A whole week had passed since that night in the tamarack walk, that night when he had seemed so tender and lover-like, the matchless deceiver! And he had hardly spoken half a dozen words to her. He was back at the footstool of his first sovereign, he was the most devoted of engaged men; Kate was queen of the hour, Rose was nowhere. It was trying, it was cruel, it was shameful. Rose cried and scolded in the seclusion of her maiden bower, and hated Mr. Stanford, or said she did; and could have seen her beautiful elder sister in her winding-sheet with all the pleasure in life.
So, this sunny afternoon, Rose was wandering listlessly hither and thither, thinking the ice would soon break upon the fish-pond if this weather lasted, and suicide would be the easiest thing in the world. She walked dismally round and round it, and wondered what Mr. Stanford would say, and how he would feel when some day, in the cold, sad twilight, they would carry her, white, and lifeless, and dripping before him, one more unfortunate gone to her death! She could see herself—robed in white, her face whiter than her dress, her pretty auburn curls all wet and streaming around her—carried into the desolate house. She could see Reginald Stanford recoil, turn deadly pale, his whole future happiness blasted at the sight. She pictured him in his horrible remorse giving up Kate, and becoming a wanderer and a broken-hearted man all the rest of his life. There was a dismal delight in these musings; and Rose went round and round the fish-pond, revelling, so to speak, in them.
As her watch pointed to three, one of the stable-helpers came round from the stables leading two horses. She knew them—one was Mr. Stanford's, the other Kate's. A moment later, and Mr. Stanford and Kate appeared on the front steps, "booted and spurred," and ready for their ride. The Englishman helped his lady into the saddle, adjusted her long skirt, and sprang lightly across his own steed. Rose would have given a good deal to be miles away; but the fish-pond must be passed, and she, the "maiden forlorn," must be seen. Kate gayly touched her plumed-hat; Kate's cavalier bent to his saddle-bow, and then they were gone out of sight among the budding trees.
"Heartless, cold-blooded flirt!" thought the second Miss Danton, apostrophizing the handsomest of his sex. "I hope his horse may run away with him and break his neck!"
But Rose did not mean this, and the ready tears were in her eyes the next instant with pity for herself.
"It's too bad of him—it's too bad to treat me so! He knows I love him, he made me think he loved me; and now to go and act like this. I'll never stay here and see him marry Kate! I'd rather die first! I will die or do something! I'll run away and become an actress or a nun—I don't care much which. They're both romantic, and they are what people always do in such cases—at least I have read a great many novels where they did!" mused Miss Danton, still making her circle round the fish-pond.
Grace, calling from one of the windows to a servant passing below, caused her to look towards the house, just in time to see something white flutter from an open bedroom window on the breeze.

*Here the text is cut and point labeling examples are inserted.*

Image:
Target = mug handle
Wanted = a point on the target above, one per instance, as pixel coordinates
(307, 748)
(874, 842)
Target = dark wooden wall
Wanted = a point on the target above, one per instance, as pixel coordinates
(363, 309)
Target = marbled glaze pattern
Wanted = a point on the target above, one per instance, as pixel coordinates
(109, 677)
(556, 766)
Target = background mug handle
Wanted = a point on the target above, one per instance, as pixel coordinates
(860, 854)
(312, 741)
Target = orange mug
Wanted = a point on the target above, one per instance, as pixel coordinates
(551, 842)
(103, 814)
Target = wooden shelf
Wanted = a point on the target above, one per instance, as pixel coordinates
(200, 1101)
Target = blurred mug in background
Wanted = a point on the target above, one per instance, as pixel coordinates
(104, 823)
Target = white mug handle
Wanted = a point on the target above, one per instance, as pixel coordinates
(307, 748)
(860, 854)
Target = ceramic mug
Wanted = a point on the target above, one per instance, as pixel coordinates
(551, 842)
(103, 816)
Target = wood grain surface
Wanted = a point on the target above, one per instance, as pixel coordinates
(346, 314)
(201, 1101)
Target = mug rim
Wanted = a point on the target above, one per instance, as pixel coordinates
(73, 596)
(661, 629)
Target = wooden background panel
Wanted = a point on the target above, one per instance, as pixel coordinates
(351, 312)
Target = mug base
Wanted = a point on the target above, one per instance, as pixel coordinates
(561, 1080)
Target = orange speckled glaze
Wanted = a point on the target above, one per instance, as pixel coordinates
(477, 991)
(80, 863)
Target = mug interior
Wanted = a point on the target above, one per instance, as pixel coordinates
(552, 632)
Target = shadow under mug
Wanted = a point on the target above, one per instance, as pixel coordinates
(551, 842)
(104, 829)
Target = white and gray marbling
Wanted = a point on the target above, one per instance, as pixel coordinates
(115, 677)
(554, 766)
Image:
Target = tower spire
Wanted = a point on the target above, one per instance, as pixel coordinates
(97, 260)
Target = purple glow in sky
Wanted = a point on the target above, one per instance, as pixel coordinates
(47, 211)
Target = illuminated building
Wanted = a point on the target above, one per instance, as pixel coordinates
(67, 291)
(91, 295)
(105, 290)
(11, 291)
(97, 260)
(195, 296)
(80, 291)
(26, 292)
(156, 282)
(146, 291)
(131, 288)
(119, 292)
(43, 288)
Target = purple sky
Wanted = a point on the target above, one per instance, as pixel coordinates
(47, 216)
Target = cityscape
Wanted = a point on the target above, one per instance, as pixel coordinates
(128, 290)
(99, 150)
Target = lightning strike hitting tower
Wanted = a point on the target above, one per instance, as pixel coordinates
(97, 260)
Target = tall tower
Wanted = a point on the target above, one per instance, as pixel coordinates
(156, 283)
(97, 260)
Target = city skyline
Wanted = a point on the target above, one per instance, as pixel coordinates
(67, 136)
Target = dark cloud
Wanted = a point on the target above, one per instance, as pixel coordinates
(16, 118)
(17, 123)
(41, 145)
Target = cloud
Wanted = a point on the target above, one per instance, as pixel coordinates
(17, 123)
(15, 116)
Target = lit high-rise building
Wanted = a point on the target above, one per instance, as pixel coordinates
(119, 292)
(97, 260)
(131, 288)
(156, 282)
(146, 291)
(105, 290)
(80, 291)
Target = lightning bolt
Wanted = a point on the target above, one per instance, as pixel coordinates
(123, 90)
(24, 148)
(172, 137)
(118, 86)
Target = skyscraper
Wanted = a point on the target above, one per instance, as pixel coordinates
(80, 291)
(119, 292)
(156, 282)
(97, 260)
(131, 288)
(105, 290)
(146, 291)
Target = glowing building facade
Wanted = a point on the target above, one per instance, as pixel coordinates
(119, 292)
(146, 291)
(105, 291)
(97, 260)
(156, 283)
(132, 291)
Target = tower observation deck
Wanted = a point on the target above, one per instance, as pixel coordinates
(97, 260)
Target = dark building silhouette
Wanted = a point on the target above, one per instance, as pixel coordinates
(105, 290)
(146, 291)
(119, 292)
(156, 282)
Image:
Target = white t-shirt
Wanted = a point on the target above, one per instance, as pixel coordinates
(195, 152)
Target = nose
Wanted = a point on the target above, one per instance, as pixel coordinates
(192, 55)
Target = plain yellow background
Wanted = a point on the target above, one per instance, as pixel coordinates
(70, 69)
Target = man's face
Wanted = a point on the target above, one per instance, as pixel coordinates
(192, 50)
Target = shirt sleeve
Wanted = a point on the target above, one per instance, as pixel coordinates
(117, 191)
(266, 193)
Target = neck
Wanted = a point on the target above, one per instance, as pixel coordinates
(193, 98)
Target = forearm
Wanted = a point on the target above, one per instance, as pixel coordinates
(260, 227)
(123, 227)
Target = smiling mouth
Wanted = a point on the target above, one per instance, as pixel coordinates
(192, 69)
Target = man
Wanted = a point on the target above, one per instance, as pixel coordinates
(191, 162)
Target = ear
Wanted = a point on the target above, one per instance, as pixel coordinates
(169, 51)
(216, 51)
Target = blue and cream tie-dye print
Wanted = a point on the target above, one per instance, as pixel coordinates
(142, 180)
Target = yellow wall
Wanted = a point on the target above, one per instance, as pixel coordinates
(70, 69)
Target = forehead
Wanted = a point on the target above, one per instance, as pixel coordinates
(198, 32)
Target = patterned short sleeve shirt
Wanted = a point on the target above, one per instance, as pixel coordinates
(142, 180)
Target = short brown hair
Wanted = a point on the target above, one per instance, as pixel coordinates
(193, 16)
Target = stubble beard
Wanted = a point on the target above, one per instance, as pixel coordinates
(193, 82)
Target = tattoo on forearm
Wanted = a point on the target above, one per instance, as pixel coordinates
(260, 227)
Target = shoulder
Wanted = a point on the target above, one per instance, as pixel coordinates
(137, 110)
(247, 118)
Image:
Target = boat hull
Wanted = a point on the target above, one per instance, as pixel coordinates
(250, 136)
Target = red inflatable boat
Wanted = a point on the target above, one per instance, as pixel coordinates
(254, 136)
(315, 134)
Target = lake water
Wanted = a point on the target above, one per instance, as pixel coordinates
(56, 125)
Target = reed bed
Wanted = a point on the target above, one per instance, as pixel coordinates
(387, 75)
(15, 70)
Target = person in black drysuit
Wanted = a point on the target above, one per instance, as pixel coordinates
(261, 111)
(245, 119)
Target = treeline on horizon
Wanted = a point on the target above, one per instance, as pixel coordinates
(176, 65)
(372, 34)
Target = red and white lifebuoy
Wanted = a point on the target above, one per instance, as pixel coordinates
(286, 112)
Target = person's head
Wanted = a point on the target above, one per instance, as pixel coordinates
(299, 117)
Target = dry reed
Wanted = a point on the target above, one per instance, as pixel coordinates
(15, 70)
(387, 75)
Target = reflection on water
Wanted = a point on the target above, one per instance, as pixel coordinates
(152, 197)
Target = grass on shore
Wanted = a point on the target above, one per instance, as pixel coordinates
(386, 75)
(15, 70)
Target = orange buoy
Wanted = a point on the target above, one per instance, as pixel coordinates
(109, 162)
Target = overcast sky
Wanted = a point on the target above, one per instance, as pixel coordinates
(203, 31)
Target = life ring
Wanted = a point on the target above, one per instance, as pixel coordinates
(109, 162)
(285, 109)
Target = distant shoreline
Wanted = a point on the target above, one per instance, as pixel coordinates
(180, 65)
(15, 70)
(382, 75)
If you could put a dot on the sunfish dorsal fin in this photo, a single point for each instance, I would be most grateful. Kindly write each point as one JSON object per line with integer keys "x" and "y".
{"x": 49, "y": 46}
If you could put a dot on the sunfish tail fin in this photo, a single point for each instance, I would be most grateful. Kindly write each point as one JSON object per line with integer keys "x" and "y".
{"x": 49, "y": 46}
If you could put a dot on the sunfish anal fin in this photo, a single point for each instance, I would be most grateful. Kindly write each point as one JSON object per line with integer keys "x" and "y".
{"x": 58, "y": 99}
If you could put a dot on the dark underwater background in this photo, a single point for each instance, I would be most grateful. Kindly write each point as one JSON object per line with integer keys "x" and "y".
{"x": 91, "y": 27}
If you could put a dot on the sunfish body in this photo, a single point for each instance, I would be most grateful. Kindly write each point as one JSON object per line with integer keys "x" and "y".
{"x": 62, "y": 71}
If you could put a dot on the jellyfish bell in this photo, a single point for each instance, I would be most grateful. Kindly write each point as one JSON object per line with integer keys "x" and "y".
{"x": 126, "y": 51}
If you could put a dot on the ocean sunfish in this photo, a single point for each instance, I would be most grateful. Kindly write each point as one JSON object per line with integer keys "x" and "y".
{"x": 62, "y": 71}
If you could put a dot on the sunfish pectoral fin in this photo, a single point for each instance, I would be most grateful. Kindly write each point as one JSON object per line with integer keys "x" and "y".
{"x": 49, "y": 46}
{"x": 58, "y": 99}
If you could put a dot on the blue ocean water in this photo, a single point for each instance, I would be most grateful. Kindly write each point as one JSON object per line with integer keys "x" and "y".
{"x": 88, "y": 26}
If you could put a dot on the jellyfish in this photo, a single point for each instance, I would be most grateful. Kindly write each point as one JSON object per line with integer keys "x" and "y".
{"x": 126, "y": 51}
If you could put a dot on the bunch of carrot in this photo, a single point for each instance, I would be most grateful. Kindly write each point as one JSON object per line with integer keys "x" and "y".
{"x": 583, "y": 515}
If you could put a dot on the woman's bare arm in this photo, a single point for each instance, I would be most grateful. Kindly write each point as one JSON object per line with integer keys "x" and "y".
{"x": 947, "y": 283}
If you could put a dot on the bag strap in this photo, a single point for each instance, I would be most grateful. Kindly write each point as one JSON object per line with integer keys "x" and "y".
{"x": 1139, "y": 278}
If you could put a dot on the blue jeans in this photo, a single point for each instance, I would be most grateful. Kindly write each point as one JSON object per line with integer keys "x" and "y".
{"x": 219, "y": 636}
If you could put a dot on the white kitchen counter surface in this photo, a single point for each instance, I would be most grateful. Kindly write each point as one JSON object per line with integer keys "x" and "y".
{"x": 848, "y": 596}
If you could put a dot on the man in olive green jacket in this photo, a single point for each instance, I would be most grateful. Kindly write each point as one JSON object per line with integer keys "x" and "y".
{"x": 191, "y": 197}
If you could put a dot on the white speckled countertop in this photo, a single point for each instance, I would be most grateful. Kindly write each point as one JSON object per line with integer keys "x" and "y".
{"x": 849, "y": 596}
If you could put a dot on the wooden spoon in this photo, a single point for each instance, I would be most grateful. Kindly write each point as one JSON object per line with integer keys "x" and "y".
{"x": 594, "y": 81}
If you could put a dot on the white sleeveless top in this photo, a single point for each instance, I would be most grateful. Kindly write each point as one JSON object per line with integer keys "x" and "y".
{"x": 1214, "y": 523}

The bedroom regions ran all around the third story of Danton Hall—six in each range. Mr. Stanford's chamber was in the front of the house, and it was from Mr. Stanford's room the white object had fluttered. Rose watched it as it alighted on a little unmelted snowbank, and, hurrying over, picked it up. It was part of a letter—a sheet of note-paper torn in half, and both sides closely written. It was in Reginald Stanford's hand and without more ado (you will be shocked to hear it, though) Miss Rose deliberately commenced reading it. It began abruptly with part of an unfinished sentence.
—"That you call me a villain! Perhaps I shall not be a villain, after all. The angel with the auburn ringlets is as much an angel as ever; but, Lauderdale, upon my soul, I don't want to do anything wrong, if I can help it. If it is kismit, as the Turks say, my fate, what can I do? What will be, will be; if auburn ringlets and yellow-brown eyes are my destiny, what am I—the descendant of many Stanfords—that I should resist? Nevertheless, if destiny minds its own business and lets me alone, I'll come up to the mark like a man. Kate is glorious; I always knew it, but never so much as now. Something has happened recently—no matter what—that has elevated her higher than ever in my estimation. There is something grand about the girl—something too great and noble in that high-strung nature of hers, for such a reprobate as I! This is entre nous, though; if I tell you I am a reprobate, it is in confidence. I am a lucky fellow, am I not, to have two of earth's angels to choose from? And yet sometimes I wish I were not so lucky; I don't want to misbehave—I don't want to break anybody's heart; but still—"
It came to an end as abruptly as it had begun. Rose's cheeks were scarlet flame before she concluded. She understood it all. He was bound to her sister; he was trying to be true, but he loved her! Had he not owned it—might she not still hope? She clasped her hands in sudden, ecstatic rapture.
"He loves me best," she thought; "and the one he loves best will be the one he will choose."